The perfect shot, the perfect job
These days, Faras photographs the yearlings, foals and stallions for the likes of Widden Stud, Arrowfield, Sledmere, Kitchwin Hills, Ashleigh Thoroughbreds, Vinery, Segenhoe and so many others.
She does so each time with great patience and exactness, because it’s not always easy taking pictures of horses. They fidget and move around, while other factors like poor weather can contribute to the challenge of getting the perfect shot.
“Background is so important,” Faras said. “People don’t realise that a background is half the photo, and if you’ve got a messy background, or you’re too close to your background, your subject just doesn’t stand out enough for my liking. Open space behind them is what I’m always looking for.”
After so long in the industry, Faras has seen significant changes in how things are done on horse farms.
“There’s so much money around now, and the professionalism on farms is so good today,” she said. “Back in my day, there were no photos or anything. There was just a catalogue, and nothing online, of course.
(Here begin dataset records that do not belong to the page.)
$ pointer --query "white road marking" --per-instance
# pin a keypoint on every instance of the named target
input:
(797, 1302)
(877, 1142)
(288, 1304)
“Back in my day, there were no photos or anything. There was just a catalogue, and nothing online, of course.... That side of things has really grown, and it's here to stay.” - Joan Faras
“There is so much online access now to videos and photographs through websites and social media, and even more since COVID. That side of things has really grown, and it’s here to stay.”
In the coming winter, Faras is loading up her newly ordered campervan and hitting the remote, dusty roads of Far North Queensland. Her son is there on a cattle run, and the remoteness appeals to her.
She will bring her trusty Sony equipment and her enthusiasm, which is she is never short of.
Joan Faras with her grandson George
“I can’t wait to go mustering up there and take photos,” she said. “And that’s the thing about this job. Photography is a brilliant way for me to still be in touch with horses and all their people, but without the hard work that comes with it.
“I’m getting older now and, as much as I loved it all the way through my life, I couldn’t do farm-work forever.”